Are there things that you think people aren't paying enough attention to at the moment?

I think people missed the point of the micromobility evolution. I think there was so much focus on scooters, and so much focus on the specific companies, they lost sight of the fact that cities are fundamentally broken. You can't move. The traffic in London is worse than it was before COVID, because no one's on a bus. It's like this infrastructure is just melting before our eyes. And so I think that's a sector that has so much more to it than scooters. Tier is one of our investments — I'm pretty close to it, but I think there's a lot more, and people never looked beneath the surface of what was actually happening with those companies. So that's a little bit underappreciated.

The second thing is in messaging. I think everyone takes it for granted that WhatsApp has won; I absolutely don't think WhatsApp has won. I think that experience is pretty abysmal for consumers and for businesses, and yet we're doing so much business work on it. There was a period of time where Telegram seemed like that was going to overtake it, and then they got a massive fine. So I think there has to be something in the messaging space that comes. I'm looking for that.

Could that be Discord?

It could be. I have heard of lots of business teams outside of gaming [that] are using Discord now for company chat. I never thought of that use case. It doesn't strike me as an intuitive [interface]. I think mobile first is the intuitive interface for this, but I don't know. I think the problem with any of the big companies — Slack also has a pretty good mobile app, Microsoft has a pretty good one with Teams — but everyone's sort of got an agenda. That's why I like Telegram, because I think Telegram was really just trying to solve core messaging, making it secure, scalable, extendable. So if it's not them, I think there's still a gap.

Going back to micromobility — do you think more consolidation will happen?

Any consolidation that happens now is out of desperation. At the end of the day what you're buying are assets, which are the scooters. You're buying employees, but in most cases you already have all the employees you need. And then you're maybe buying a brand, but that's confusing because you don't want to have two brands in the market. You're buying the ability to take out one of your competitors, but unless you're taking out a really big competitor, it's not helping you all that much.

Tier has looked at a bunch of companies and just sort of felt like at least currently, there's no rationale to buy anyone. There will be more consolidation, I just don't think it's going to be firms coming from a position of strength.

I saw your tweets about the new immigration policy. From London, do you see American tech dominance starting to fade in the years ahead?

I think it's already happened. Silicon Valley lost its monopoly on the startup ecosystem probably 10 years ago. Obviously it's still core to our industry, and it will always be important. But I had conversations as a founder with investors, when I was starting Dots, about moving the company to Silicon Valley to build a credible sort of startup. We were in New York. The idea that someone would suggest that today would just be appalling.

I don't care if you're in Porto or Lisbon or Malaga — you can build a company anywhere.

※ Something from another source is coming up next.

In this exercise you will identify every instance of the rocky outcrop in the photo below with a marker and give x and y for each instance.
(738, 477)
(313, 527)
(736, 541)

The last two investments I've made have been distributed teams, they're not even headquartered at any one location.

Unfortunately the stupidity of the Trump administration is just going to lead to an acceleration of the number of great entrepreneurs out of the United States. And it's going to be better for every other market in the world. I think Europe will benefit, London will benefit. Asia, I think, was already there. So I think there's no need to move to Silicon Valley if you were in China or India.